So what are the keys to fitting right in? Let’s start with a few faux pas. For a start, you should ditch the bright green. And definitely ditch the orange. Sure, they’re our national colours, but Irish nationalism – a slightly fading trait in itself these days – is a political stance, not a fashion statement (and importantly – and something plenty of tourists miss – orange is very much the colour of the other side). If you’re going to visit the tourist spots and stock up on nationally branded t-shirts and leprechaun hoodies, save them for home: the locals won’t be impressed by your sentiment, or amused by your membership of an ‘Irish drinking team’; you’ll simply be branded tourist on sight.
If you’re hitting the town for a big night, shoes are your big thing. There’s barely a club in Dublin that will turn away a man in a decent pair of jeans and a nice t-shirt or button down shirt (okay, there are some, but not many). Turn up in sneakers and you’re not getting much further than the pubs and gig venues. Your footwear doesn’t have to be high-end, just smart and moderately stylish.

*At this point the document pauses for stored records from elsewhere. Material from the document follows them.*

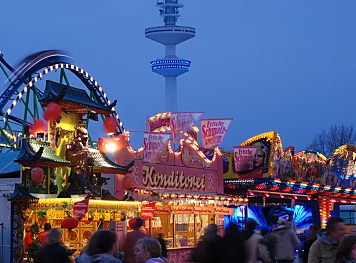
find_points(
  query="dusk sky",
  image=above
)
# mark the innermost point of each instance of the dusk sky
(284, 65)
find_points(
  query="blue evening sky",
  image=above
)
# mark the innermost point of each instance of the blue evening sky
(284, 65)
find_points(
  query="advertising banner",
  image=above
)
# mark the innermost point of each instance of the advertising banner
(80, 208)
(182, 209)
(182, 121)
(213, 131)
(244, 158)
(155, 145)
(159, 122)
(147, 210)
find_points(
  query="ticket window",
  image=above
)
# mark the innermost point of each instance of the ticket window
(181, 230)
(162, 225)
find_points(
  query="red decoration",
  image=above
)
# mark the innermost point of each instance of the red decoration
(52, 112)
(69, 223)
(37, 175)
(110, 125)
(127, 182)
(38, 126)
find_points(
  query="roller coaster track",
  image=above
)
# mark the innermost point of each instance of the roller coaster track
(48, 59)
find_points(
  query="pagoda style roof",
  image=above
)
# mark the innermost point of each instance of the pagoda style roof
(72, 99)
(102, 164)
(39, 153)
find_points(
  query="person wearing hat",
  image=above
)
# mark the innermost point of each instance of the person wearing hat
(131, 239)
(254, 246)
(287, 239)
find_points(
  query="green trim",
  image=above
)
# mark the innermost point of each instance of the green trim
(11, 143)
(26, 109)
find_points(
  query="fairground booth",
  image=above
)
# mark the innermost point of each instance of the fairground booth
(179, 183)
(280, 182)
(51, 169)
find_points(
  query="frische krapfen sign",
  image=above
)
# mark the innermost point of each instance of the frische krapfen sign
(170, 177)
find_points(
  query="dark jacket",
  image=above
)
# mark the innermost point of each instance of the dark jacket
(129, 245)
(322, 251)
(163, 246)
(54, 253)
(97, 258)
(206, 252)
(307, 244)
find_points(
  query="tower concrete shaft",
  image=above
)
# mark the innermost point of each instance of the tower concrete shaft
(170, 35)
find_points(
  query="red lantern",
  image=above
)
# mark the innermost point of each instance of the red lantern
(37, 175)
(38, 126)
(69, 223)
(52, 112)
(110, 125)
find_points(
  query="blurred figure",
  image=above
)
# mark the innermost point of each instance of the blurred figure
(131, 239)
(42, 235)
(148, 250)
(270, 240)
(254, 245)
(324, 249)
(346, 252)
(287, 239)
(162, 242)
(28, 239)
(205, 250)
(312, 237)
(231, 248)
(101, 248)
(290, 223)
(53, 251)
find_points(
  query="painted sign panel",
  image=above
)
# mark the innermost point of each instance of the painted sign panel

The locals don’t make a big thing out of the weather. It’s Ireland, and whether you like it or not, at some point it’s going to rain. Suck it up. Unless it’s really pouring – in which case you have our permission to sup whisky-spiked coffee in the nearest pub while it passes – you won’t see half as many umbrellas as you expect, and most locals will simply charge on through the rain as if it’s not a thing (because frankly, it isn’t). Bring a coat if you’re more comfortable, it’s not like they’re frowned upon, but most Irish men will go with the light, not-all-that-waterproof variety and throw it over a chair to dry off when they arrive, rather than get fussy about a little moisture.
That ‘not all that bothered’ approach is probably a good direction to head in if you want to fit in. Irish men, generally, aren’t that fashion fussy. Our ‘statement’ is to be understated: to let our personality do the talking, and wear clothes that won’t overly garner attention. Brands are not as big as in most places. Slightly rugged-feeling jumpers, jeans, well-cut brand-free tees and a sharp belt are your go-to Irish wardrobe. You might throw in a beanie hat, a slightly unkempt beard and the obligatory coffee cup along the way. The look, essentially, is a smartness you notice only on second glance, less you be thought to be a little self-important.

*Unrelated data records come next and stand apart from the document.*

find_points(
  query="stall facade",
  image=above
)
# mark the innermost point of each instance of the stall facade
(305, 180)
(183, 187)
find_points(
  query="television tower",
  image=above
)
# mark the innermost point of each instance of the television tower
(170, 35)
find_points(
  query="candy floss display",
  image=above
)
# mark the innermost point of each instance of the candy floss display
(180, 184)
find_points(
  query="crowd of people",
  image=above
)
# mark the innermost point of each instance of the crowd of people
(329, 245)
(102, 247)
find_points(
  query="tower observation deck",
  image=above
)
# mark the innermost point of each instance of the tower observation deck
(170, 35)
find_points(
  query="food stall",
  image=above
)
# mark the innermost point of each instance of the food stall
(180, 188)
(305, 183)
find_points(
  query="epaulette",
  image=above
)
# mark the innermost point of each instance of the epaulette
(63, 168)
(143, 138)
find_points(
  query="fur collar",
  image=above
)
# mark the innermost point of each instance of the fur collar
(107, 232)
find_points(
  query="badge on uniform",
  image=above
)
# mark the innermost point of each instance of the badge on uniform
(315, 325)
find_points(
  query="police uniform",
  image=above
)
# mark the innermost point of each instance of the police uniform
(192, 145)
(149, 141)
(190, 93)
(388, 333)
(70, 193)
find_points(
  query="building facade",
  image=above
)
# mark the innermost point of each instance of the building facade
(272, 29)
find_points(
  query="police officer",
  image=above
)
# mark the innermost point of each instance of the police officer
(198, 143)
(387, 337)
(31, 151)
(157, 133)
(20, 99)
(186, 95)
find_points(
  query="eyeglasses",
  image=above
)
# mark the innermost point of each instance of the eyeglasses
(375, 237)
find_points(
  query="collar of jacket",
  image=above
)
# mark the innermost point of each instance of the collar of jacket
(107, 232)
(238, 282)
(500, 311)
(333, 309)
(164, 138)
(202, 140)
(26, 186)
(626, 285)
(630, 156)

Where do we head to get kitted out? Aside from notorious, mixed quality outlet Penney’s, Irish clobber is pricey, which means buying little, but well. The St Stephen’s Green Shopping Centre has the kind of toned-down boutiques you might be after, while the Powerscourt Centre goes a little more high end. If you’re thinking of going designer, people like former GAA star Paul Galvin, suit maker Louis Copeland and the legendary Paul Costelloe are your local staples.
Oh, and sports jerseys? No one’s impressed by your college team jersey (another certain tourist marker), your NFL clobber (yeah, we don’t play that, so we don’t care how good your team might be), or your bling (we’re REALLY not impressed by your bling). Throw them on if your team’s playing and you’re heading out to the bar to watch it. Otherwise, leave it in the suitcase.
You might be surprised by the Irish take on men’s fashion, then. It’s not so much a throwback as an understated simplicity, topped up with a little weather-related woolen sweater charm and that famous quick wit. There’s a couple of major exceptions: Christmas and Halloween. Then, half the country dons ridiculous colourful jumpers, spends way too long organising costumes, goes on extended pub crawls, parties ’til they drop, and lugs ridiculous comedy presents. You may as well dive in: we lose the plot with our fashion a couple of times a year, and we’re not in the least bit sorry.